Phase D status (closed)

Round	Code	Kind E2E
R1 (template resolution)	✅ shipped in Phase B	✅
R2 (orchestrator wired into event ingest, #31)	✅ v2.5.0	✅
R3a (`step.when` enable guard, #32 + #36)	✅ v2.6.0 + v2.8.2	✅
R3b (`step.loop` iterator, #33 + #37)	✅ v2.7.0 + v2.8.3	✅
R3c (parallel branches, #34)	✅ v2.8.0	✅
R4 slice 1 (fan-in / reduce barrier, #143)	✅ v2.49.0	✅ GREEN — fanout_reduce_phase6 on Rust-only stack, 14:25:57.254
R4 slice 2 (apply_event step.skipped, #145)	✅ v2.50.0	✅ GREEN — fanout_reduce_phase6 on Rust-only stack, 14:25:57.254
R4 slice 3 (fanout_reduce kind-val rig, e2e#32)	✅	✅ GREEN — three barrier assertions verified against `noetl.event`

Phase D R5 — Replay engine port (Python `noetl/server/api/replay/service.py` ~1236 LoC → Rust)
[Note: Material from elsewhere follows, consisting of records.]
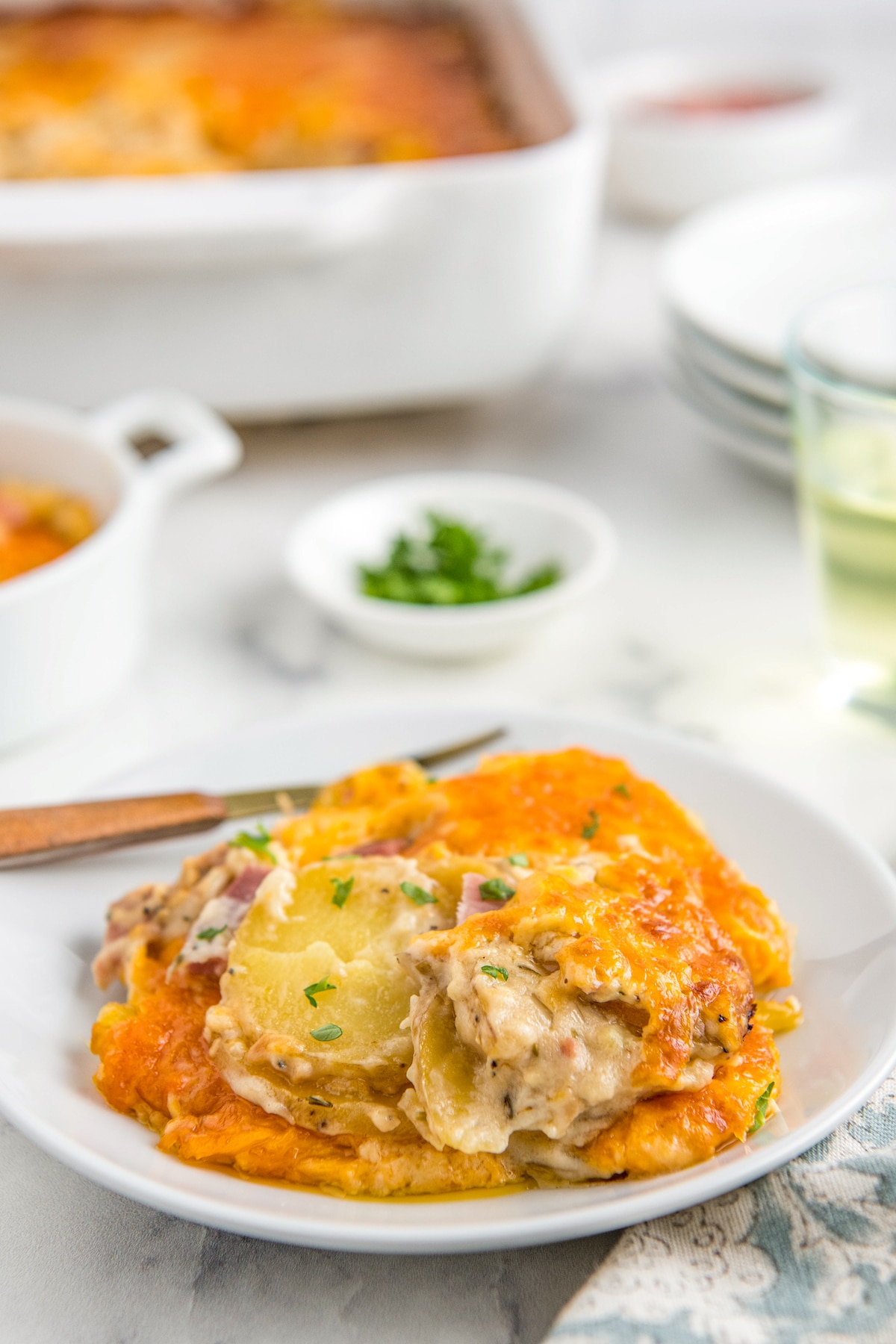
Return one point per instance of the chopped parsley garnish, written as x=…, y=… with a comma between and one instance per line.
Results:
x=418, y=895
x=496, y=890
x=341, y=890
x=590, y=830
x=450, y=566
x=317, y=988
x=207, y=934
x=762, y=1107
x=257, y=843
x=329, y=1033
Sub-issue: noetl/server#148 carries the 7-round decomposition.

Round	Topic	Status
R1	Endpoint scaffold + `execution` projection (server#149)	✅ v2.51.0 — kind-val GREEN
R2	`stages` + `frames` + `commands` projections (server#152)	✅ v2.52.0 — kind-val GREEN
R3	`loops` + `business_objects` projections (server#153)	✅ v2.53.0 — kind-val GREEN
R4	typed `Checksum` (`ChecksumType` enum + value) + `projection_checksums` (server#154)	✅ v2.54.0 — kind-val GREEN
R5	snapshot seed + `base_state` + upcaster digest (server#155)	✅ v2.55.0 — kind-val GREEN
R6	payload resolver (server#156)	✅ v2.56.0 — kind-val GREEN
R7	cross-server parity harness against Python (server#157)	✅ v2.57.0 — 8-test rig, all pass; closes server#148

Next concrete steps

EE-4 fully shipped ✅ — all three rounds merged + crates.io publish landed:

Round	PR	Outcome
1	noetl/cli#49	`noetl-events` workspace crate extracted from `noetl-executor::events`; executor 1-line re-exports.
2	noetl/cli#50	Crates.io publish prep + actual publish: `noetl-events 0.1.0`, `noetl-executor 0.4.0`, `noetl 4.9.0` all on crates.io after manual workflow dispatch on cli@d6e2432.
3	noetl/server#38	Server takes `noetl-events = "0.1"` direct dep, adds `From<ExecutorEvent>` + `TryFrom<&EventRequest>` impls, 4 wire-compat tests pinning the shared-subset round-trip. Server v2.9.0.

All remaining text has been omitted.